25 juin 2026 Décentralisation et simplification

Représentée par Daniel Cornalba, Maire de L’Étang-la-Ville et Vice-président de l’APVF, l’APVF a été auditionnée par le rapporteur du projet de loi visant à renforcer l’État local, articuler son action avec les collectivités territoriales et sécuriser les décideurs publics.

À cette occasion, l’APVF a rappelé qu’elle est favorable à une meilleure déconcentration de l’État et à un renforcement du rôle du préfet comme interlocuteur unique des élus locaux. Mais cette évolution ne peut en aucun cas se traduire par un recul de la décentralisation.

L’APVF a ainsi exprimé sa très vive opposition à l’article 4 du projet de loi, qui prévoit un pouvoir général de substitution du préfet en cas de « carence » d’une collectivité. Une telle disposition constituerait un retour inacceptable à une logique de tutelle que les lois de décentralisation de 1982 ont précisément abolie. En outre, les notions de « défaillance d’une particulière gravité » ou de « service public essentiel » sont insuffisamment définies et créeraient une insécurité juridique majeure pour les élus comme pour les représentants de l’État.

Plus largement, l’APVF a alerté sur le risque que le texte renforce une logique descendante dans les relations entre l’État et les collectivités.
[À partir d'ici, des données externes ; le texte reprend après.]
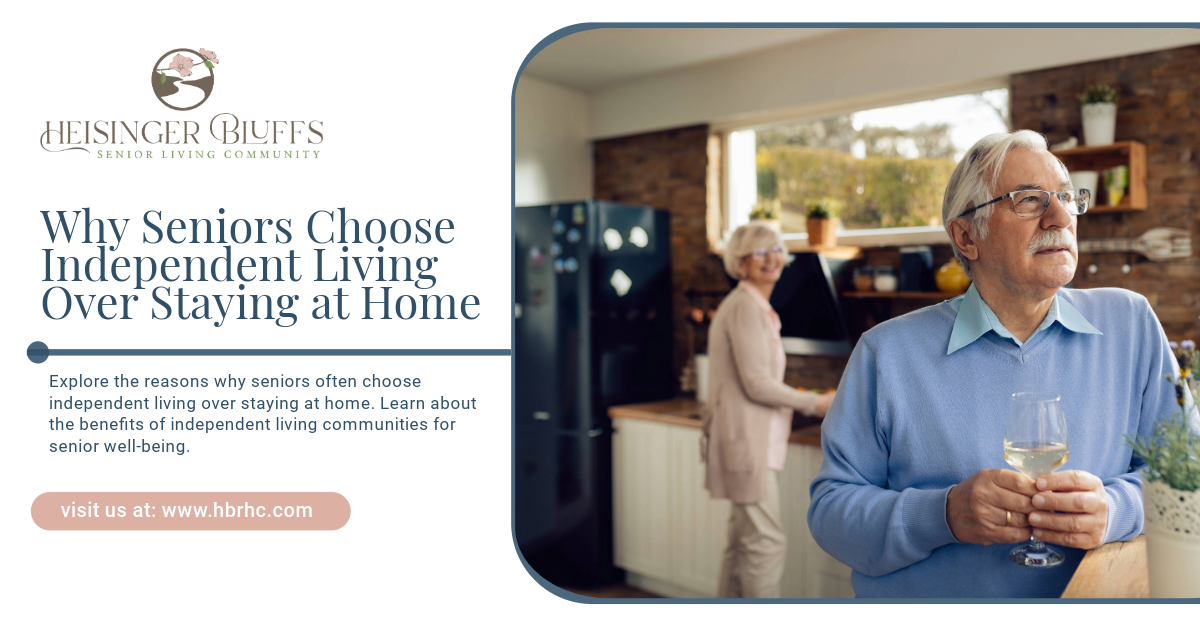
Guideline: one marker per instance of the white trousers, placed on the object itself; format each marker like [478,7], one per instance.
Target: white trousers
[754,557]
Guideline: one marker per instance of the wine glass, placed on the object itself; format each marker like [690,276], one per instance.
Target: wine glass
[1036,444]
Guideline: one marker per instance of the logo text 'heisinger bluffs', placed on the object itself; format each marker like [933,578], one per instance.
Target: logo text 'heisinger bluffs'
[183,79]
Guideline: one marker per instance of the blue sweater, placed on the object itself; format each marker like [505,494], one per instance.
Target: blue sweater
[911,420]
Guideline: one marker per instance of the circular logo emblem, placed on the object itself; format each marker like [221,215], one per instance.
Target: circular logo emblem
[183,78]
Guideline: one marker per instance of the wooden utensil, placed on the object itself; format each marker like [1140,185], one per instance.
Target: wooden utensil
[1161,244]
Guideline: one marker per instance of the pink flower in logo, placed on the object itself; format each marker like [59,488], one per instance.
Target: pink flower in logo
[183,64]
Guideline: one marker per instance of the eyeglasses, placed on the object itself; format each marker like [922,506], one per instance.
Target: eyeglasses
[1033,203]
[761,253]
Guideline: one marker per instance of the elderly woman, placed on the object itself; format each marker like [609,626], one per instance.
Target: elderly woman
[749,416]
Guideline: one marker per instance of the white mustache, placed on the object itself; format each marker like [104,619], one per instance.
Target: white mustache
[1054,238]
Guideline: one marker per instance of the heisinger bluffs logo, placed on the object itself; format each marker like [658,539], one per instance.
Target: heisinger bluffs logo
[183,79]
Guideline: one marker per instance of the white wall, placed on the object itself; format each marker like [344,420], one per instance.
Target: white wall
[853,69]
[553,155]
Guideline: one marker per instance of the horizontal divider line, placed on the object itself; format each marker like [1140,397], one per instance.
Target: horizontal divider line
[277,352]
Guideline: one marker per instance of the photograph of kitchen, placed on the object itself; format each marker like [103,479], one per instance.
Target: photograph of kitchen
[834,312]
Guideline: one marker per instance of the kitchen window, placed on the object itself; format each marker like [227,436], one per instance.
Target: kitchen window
[887,167]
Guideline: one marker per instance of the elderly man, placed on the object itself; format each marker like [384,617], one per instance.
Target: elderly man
[915,494]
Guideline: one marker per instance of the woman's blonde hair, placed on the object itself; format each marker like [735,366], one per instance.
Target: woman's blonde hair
[754,234]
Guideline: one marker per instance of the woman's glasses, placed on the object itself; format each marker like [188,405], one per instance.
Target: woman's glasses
[761,253]
[1033,203]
La stratégie nationale d’aménagement du territoire ne saurait être imposée sans une véritable co-construction avec les élus locaux, pas plus que les futurs contrats État-territoires ne doivent devenir un nouvel outil de mise sous contrainte des collectivités territoriales. « Oui à la contractualisation, à condition que cela ne devienne pas un carcan » a ainsi résumé Daniel Cornalba.
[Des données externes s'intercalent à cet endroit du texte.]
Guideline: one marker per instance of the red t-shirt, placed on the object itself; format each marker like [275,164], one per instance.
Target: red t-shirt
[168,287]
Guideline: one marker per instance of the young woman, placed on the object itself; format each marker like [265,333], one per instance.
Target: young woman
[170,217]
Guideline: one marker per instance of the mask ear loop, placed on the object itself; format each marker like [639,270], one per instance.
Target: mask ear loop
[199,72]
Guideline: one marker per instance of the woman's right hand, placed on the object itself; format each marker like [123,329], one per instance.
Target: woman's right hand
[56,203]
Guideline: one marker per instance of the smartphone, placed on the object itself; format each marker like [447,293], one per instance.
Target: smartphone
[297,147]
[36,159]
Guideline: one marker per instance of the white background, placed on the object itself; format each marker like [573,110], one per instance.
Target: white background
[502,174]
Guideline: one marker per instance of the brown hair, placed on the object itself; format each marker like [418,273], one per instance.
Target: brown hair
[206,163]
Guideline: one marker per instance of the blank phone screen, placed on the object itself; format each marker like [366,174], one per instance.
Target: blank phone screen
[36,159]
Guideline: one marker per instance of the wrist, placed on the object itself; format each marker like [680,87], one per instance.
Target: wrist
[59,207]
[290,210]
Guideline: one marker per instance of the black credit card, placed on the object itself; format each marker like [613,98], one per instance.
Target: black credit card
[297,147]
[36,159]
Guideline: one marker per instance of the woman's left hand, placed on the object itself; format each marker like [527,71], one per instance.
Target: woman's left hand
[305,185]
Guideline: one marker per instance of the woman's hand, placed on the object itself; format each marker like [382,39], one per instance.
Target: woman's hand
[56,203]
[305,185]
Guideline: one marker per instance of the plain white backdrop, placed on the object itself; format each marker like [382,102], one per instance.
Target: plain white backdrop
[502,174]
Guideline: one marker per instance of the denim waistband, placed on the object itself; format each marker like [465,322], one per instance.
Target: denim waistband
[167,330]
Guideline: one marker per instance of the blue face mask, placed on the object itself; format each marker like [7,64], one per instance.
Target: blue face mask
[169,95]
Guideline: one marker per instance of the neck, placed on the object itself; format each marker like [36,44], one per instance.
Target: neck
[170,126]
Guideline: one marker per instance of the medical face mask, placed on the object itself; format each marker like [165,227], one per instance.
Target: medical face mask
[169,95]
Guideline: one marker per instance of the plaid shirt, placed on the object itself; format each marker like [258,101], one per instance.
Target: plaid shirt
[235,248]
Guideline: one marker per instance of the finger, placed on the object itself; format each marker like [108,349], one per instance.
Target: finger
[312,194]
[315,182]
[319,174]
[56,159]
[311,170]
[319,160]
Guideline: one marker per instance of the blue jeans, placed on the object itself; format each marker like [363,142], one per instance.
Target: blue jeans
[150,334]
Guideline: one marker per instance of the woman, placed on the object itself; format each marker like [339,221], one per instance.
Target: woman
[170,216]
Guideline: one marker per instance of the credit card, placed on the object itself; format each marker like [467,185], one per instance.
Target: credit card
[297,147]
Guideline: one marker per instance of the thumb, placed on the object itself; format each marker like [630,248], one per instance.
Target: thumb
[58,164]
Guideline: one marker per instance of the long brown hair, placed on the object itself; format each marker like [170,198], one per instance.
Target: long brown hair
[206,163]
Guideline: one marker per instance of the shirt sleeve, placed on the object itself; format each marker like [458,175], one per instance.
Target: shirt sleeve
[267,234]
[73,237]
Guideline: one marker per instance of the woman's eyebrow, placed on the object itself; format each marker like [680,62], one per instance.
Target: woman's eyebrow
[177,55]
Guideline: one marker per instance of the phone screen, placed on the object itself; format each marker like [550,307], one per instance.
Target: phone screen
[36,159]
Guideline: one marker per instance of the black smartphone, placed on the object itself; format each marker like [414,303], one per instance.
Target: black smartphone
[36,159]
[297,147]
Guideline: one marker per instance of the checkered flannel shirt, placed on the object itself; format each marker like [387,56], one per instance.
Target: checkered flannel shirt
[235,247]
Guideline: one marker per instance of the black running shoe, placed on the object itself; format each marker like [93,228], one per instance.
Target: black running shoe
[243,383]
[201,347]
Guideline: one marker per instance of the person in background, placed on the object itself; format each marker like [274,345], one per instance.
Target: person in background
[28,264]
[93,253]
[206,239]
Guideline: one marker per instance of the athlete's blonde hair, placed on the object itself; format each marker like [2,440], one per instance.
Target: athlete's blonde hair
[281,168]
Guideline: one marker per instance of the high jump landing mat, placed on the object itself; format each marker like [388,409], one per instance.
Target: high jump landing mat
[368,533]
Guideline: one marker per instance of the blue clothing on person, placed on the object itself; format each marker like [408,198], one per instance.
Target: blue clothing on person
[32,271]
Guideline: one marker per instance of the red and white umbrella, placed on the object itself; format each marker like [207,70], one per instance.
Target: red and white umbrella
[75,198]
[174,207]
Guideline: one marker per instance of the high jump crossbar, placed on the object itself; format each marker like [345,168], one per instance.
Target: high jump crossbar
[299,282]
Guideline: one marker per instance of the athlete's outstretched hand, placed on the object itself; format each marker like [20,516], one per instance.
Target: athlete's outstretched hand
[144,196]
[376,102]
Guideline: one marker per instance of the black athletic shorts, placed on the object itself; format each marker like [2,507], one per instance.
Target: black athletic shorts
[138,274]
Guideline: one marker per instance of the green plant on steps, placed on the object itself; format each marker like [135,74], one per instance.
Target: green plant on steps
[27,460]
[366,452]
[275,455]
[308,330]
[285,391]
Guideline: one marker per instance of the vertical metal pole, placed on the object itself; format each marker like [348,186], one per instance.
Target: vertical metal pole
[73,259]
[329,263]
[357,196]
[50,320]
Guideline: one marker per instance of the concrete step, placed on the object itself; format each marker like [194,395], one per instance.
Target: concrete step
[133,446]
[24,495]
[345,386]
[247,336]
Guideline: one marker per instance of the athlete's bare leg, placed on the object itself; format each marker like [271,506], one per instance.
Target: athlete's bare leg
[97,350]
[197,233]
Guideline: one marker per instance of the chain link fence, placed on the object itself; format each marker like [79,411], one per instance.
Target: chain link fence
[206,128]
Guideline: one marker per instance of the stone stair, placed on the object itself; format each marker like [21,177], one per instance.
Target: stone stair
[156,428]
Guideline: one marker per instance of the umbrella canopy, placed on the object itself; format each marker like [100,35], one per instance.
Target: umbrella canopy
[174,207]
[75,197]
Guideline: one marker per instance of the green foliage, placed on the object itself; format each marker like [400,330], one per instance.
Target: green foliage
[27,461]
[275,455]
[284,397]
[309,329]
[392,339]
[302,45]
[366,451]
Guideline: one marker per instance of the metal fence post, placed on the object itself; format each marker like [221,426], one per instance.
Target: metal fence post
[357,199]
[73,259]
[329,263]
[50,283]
L’association a en revanche salué plusieurs dispositions de simplification et de sécurisation, notamment l’extension de la protection fonctionnelle aux procédures devant les juridictions financières et la suppression des conflits d’intérêts « public-public » pour les agents territoriaux. Elle a également rappelé que les modifications annoncées sur le délit de favoritisme ne répondent pas aux attentes des élus, puisqu’elles ne modifient pas substantiellement l’état actuel de la jurisprudence.

À travers cette audition, l’APVF a réaffirmé le besoin d’un État partenaire, plus lisible et plus efficace.